Figure III.19 : Chemin P-T du massif du Monte Maggiore. Lors du refroidissement intra-océanique, les gabbros cristallisent du clinopyroxène, du plagioclase, de l’olivine et éventuellement de la hornblende brune par réaction péritectique (Hbl B out). A plus BT, l’amphibole métamorphique croit jusqu’à des températures de 500°C. A partir de ~ 700°C, l’olivine est recristallisée en un assemblage à trémolite et chlorite en contact avec l’orthopyroxène et le plagioclase. Sur le chemin P-T, les conditions en pression et températures de la lithosphère lors de son refroidissement intra-océanique sont fixées arbitrairement. Celles-ci varient entre 5°C / 0.2-0.3 kb au niveau du plancher océanique et ~ 2 kb / ~ 350°C au niveau du Moho. Lors des premiers stades de la subduction, l’amphibole est transformée en glaucophane et le plagioclase est recristallisé en jadéite et zoisite. L’absence de lawsonite et de quartz permet de restreindre les conditions du pic de métamorphisme à un champ s’étalant de 300 à 400°C. Le pic en P-T du massif est compris dans le champ divariant de la transition lizardite vers antigorite. A l’opposé, dans l’ophiolite de Centuri (Ce), la lizardite est totalement recristallisée en antigorite suggérant que cette ophiolite a enregistré des conditions P-T de plus haut degré métamorphique. E et S : champs divariants de la transition lizardite vers antigorite d’après E : Evans et al. (2004) et S : Schwartz et al. (2013). 2, 3 : Nicollet et al. (2001) ; 4, 5 : Schmidt et Poli (1995) ; 1 et 1’, 6 : Nicollet (2010).

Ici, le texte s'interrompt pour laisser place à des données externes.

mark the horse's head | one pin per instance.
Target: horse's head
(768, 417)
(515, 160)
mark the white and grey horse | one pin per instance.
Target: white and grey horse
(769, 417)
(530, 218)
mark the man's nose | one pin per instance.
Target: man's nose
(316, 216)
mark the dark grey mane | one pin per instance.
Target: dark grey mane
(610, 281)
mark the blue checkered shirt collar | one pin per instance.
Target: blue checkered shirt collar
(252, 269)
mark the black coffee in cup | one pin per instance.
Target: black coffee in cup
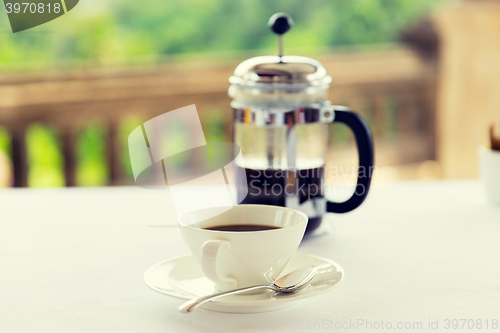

Les ophiolites du Cap Corse enregistrent des conditions métamorphiques variées, ce qui suggère un échantillonnage de la plaque plongeante à différentes profondeurs lors de la subduction. Ces massifs sont assemblés lors de leur exhumation dans le prisme d’accrétion. Les ophiolites à serpentinites du Cap Corse sont de petite taille (au maximum kilométrique) et associées à l’unité des Schistes Lustrés des Alpes. Leur histoire géodynamique est rattachable au prisme d’accrétion. L’évolution pétro-géochimique de ces ophiolites seraient donc comparable à celle des serpentinites du Queyras. Au contraire, le massif ultrabasique du Monte Maggiore n’est pas directement en contact avec les métasédiments du prisme d’accrétion. L’étude géochimique de l’enveloppe de serpentinite au Sud du massif montre que ces roches n’ont pas été contaminées et enrichies en FME lors d’interactions sédiments/serpentinites (e.g. Queyras). En effet, cette ophiolite étant peu déformée, très volumineuse (plusieurs km2) et pas en contact direct avec des sédiments, il est peu probable que des interactions sédiments / serpentinites puissent modifier significativement la composition de l’ensemble des serpentinites du massif.